Walmart did not respond to Information Security Media Group's request for comment. ISMG also reached out to office supplier Staples, which owns PNI, but did not get a response.
"PNI is investigating a potential credit card data security issue," a Staples spokesperson told The Toronto Star.
Growing Third-Party Breach Concerns
PNI's potential breach comes just a week after Denver-based managed services provider Service Systems Associates announced that a breach linked to a malware attack against its network had likely affected about 12 of the payments systems it operates for gifts shops at retail locations, which include zoos, museums and parks, across the country (see Denver POS Service Provider Breached).
Service Systems Associates says debit and credit purchases made between March 23 and June 25 may have been compromised.
On July 7, the Financial Services Information Sharing and Analysis Center, along with Visa, the U.S. Secret Service and The Retail Cyber Intelligence Sharing Center, which provides threat intelligence for retailers, issued a cybersecurity alert about risks merchants face when dealing with third parties.
The alert lists a number of security recommendations for managing third-party risks, including using multifactor authentication for remote-access login to point-of-sale systems and including specific policies related to outdated operating systems and software in contracts with vendors.

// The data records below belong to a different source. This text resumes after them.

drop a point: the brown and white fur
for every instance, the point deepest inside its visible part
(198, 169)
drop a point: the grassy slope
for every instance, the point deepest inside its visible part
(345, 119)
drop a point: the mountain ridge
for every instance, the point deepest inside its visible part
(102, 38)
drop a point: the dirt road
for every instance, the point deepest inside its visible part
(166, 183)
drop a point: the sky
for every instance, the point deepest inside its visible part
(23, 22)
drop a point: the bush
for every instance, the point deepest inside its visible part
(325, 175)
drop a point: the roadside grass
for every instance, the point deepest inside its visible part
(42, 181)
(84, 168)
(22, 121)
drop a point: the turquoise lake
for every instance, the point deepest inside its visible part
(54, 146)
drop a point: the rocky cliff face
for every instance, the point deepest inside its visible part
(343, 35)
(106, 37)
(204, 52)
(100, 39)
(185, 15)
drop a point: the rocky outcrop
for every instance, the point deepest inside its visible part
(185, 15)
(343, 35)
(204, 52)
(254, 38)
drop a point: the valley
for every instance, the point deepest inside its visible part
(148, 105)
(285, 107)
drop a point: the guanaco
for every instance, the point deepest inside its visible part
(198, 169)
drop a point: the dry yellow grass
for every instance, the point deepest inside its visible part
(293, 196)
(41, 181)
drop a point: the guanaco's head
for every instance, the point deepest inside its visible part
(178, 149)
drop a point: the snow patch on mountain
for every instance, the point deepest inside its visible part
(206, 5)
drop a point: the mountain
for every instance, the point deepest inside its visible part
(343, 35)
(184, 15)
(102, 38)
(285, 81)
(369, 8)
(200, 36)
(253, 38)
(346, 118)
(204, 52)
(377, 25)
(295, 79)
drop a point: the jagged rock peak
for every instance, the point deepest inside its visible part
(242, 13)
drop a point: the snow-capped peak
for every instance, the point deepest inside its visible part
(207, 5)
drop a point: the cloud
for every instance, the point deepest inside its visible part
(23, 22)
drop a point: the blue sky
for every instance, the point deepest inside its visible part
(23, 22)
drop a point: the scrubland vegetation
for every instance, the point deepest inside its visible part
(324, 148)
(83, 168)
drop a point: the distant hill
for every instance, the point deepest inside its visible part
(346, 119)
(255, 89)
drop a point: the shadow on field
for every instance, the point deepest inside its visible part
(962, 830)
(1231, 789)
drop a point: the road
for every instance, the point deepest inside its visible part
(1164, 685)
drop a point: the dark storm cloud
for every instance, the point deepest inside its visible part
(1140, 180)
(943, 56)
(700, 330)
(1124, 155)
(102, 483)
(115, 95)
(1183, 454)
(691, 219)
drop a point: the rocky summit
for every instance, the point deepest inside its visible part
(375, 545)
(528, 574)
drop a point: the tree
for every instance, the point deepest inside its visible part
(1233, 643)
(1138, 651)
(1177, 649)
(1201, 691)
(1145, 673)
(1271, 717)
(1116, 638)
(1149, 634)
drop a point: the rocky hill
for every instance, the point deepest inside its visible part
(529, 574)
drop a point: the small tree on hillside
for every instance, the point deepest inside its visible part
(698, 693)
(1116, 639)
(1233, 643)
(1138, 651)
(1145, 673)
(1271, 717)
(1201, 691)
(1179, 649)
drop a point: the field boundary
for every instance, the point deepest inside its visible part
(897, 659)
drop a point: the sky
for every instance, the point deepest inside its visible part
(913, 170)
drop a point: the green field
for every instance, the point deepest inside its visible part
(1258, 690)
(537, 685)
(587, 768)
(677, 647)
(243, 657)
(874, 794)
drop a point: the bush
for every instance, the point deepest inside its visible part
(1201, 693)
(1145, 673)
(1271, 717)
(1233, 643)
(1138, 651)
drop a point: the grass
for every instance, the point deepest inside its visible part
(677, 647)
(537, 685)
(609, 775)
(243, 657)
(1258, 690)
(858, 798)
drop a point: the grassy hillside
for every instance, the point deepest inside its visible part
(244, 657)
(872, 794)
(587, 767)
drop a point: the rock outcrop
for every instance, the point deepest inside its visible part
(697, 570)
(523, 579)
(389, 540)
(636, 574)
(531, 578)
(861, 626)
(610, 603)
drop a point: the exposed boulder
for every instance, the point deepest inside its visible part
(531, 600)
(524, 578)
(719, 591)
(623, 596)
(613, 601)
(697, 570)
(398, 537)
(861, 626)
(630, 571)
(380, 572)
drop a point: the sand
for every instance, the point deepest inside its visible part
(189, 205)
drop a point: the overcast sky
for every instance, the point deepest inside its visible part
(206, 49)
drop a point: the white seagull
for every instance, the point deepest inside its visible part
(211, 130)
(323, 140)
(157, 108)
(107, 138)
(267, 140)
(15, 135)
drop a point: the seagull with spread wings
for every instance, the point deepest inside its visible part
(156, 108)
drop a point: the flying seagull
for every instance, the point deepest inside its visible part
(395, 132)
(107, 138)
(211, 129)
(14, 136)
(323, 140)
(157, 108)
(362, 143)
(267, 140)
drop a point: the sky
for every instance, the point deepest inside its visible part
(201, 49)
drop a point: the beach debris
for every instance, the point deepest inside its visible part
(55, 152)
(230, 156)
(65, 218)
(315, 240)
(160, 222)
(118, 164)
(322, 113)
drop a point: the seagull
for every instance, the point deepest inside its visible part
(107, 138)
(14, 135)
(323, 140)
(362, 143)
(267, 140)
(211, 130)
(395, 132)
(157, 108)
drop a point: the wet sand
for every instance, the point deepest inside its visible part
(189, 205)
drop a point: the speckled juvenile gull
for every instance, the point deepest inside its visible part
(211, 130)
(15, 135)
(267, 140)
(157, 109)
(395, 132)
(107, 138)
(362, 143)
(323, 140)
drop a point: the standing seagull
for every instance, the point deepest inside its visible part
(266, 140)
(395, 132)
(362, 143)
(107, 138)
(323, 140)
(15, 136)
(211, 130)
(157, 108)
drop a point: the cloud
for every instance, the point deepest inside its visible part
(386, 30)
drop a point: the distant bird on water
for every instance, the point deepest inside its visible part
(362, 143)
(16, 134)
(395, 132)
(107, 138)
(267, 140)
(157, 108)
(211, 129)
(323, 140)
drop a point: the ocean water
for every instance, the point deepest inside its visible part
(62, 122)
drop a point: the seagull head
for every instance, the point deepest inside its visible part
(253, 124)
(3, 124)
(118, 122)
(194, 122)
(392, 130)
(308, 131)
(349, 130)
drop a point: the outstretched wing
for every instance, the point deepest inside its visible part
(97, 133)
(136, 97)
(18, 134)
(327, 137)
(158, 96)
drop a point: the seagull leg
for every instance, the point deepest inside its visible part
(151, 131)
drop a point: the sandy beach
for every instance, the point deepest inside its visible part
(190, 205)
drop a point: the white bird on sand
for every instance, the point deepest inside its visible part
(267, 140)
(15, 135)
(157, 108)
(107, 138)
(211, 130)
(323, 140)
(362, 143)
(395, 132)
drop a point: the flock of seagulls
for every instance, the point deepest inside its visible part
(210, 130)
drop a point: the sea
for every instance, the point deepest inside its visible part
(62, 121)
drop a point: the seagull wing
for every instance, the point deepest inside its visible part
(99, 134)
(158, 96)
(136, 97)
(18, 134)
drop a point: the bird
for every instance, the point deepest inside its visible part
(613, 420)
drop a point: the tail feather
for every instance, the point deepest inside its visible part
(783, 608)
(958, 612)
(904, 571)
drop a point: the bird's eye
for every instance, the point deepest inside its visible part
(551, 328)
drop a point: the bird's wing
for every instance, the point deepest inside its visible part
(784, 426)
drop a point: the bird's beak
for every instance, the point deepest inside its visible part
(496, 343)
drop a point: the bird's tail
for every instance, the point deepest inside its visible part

Earlier this month, Chris Bretz, director of payment risk at the FS-ISAC, warned that managed service providers that offer outsourced services to numerous merchants are increasingly being targeted by cybercriminals.
"Criminals continue to find success by targeting smaller retailers that use common IT and payments systems," Bretz said in an interview with ISMG. "Merchants in industry verticals often use managed service provider systems. There might be 100 merchants that use a managed service provider that provides IT and payment services for their business."
Executive Editor Mathew Schwartz also contributed to this story.